Andrei remembered how much he hadn’t wanted to bring Izya on this expedition—with his absurd vegetable-plot-scarecrow appearance, with his provocatively Jewish features, with his insolent giggling, with his self-evident inability to handle heavy physical demands. It had been absolutely clear that Izya would cause him a heap of trouble, and the archivist would be pretty useless in field conditions verging on com
bat conditions. But things hadn’t turned out that way at all.
That’s to say, things had turned out that way as well. Izya was the first to skin his feet. Both of them at once. Izya was insufferable at the evening report sessions, with his idiotic, inappropriate little jokes and gratuitous informality. On the third day of the journey he managed to fall through into some kind of cellar, and the entire team had to help drag him out of there. On the sixth day he got lost and delayed their departure by several hours. During the skirmish at 340 kilometers he behaved like a total cretin and only survived by a miracle. The soldiers mocked him and Quejada constantly quarreled with him. Ellisauer turned out to hate all Jews on principle, and Andrei had to read him the riot act about Izya . . . It happened. It all happened.

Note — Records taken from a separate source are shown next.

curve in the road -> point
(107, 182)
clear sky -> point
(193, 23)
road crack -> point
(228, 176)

And despite all this, pretty soon Izya turned out to be the most popular figure on the expedition, with the possible exception of the colonel. And even more popular in some ways. First, he found water. The geologists spent a long time vainly searching for springs, drilling rocks, sweating, and making exhausting forays during the general rest halts. Izya simply sat in a cargo sled under a grotesque improvised parasol and rummaged through old documents, of which he had accumulated several crates. And four times he predicted where to look for underground cisterns. True, one cistern was dried out, and the water in another was rank and fetid, but the expedition had twice discovered excellent water, thanks to Izya and only Izya.
Second, he found a cache of diesel oil, after which Ellisauer’s antisemitism had become largely abstract. “I hate yids,” he explained to his lead mechanic. “There’s nothing on Earth worse than a yid. But I’ve never had anything against Jews! Take Katzman, for instance . . .”
And what was more, Izya supplied everyone with paper. Their supplies of bathroom tissue had run out after the first outbreak of gastrointestinal disorders, and Izya’s popularity—as the only owner and custodian of paper wealth in country where you couldn’t find so much as a burdock leaf or a clump of grass—had risen to astronomical levels.